He strove to force her out, but she clung firmly to the bed; and muttering an oath between his teeth, he turned to the sufferer, and spoke in an unknown tongue; a feeble response in the same language seemed to satisfy him, and darting a triumphant glance at the kneeling girl, he seated himself, and conversed for nearly an hour. Then offering up a Latin prayer, departed, promising to come again.
Mrs. Carlton had not left the house; she waited anxiously for Mary. And when Florence re-entered the sick room, the former hastened to her friend.
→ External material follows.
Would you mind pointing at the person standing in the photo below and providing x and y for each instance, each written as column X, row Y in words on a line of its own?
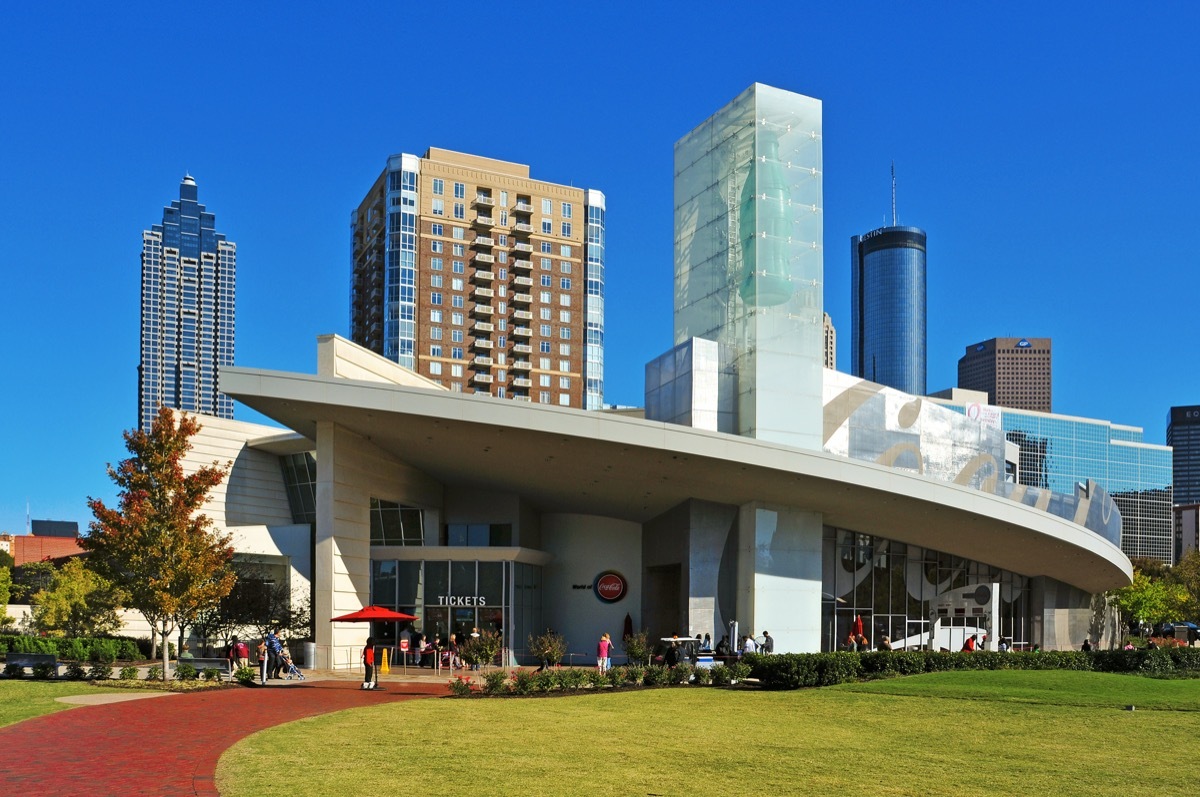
column 369, row 664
“Oh, I did all I could to prevent it!” cried Mary, in despair. “All is over, I am afraid. I was sitting on the doorstep, preparing some arrowroot, when I saw Aunt Lizzy go out the gate. I thought it strange at the time of day, but never suspected the truth. Presently I saw her coming back with the priest, and knew in an instant she had gone for him. I was determined to prevent his seeing my uncle, if possible, and fastened the front door. Before I could lock my uncle’s, he wrenched open the window, and sprang in. I tried to put the key in my pocket, and told him he could not go in then; but he made Aunt Lizzy hold one of my hands, while he forced open my fingers and took the key. Oh! that Dr. Bryant had been here.” She showed Mrs. Carlton the marks of his grasp on her wrist. “Tell, oh, tell me what I can do to save him!”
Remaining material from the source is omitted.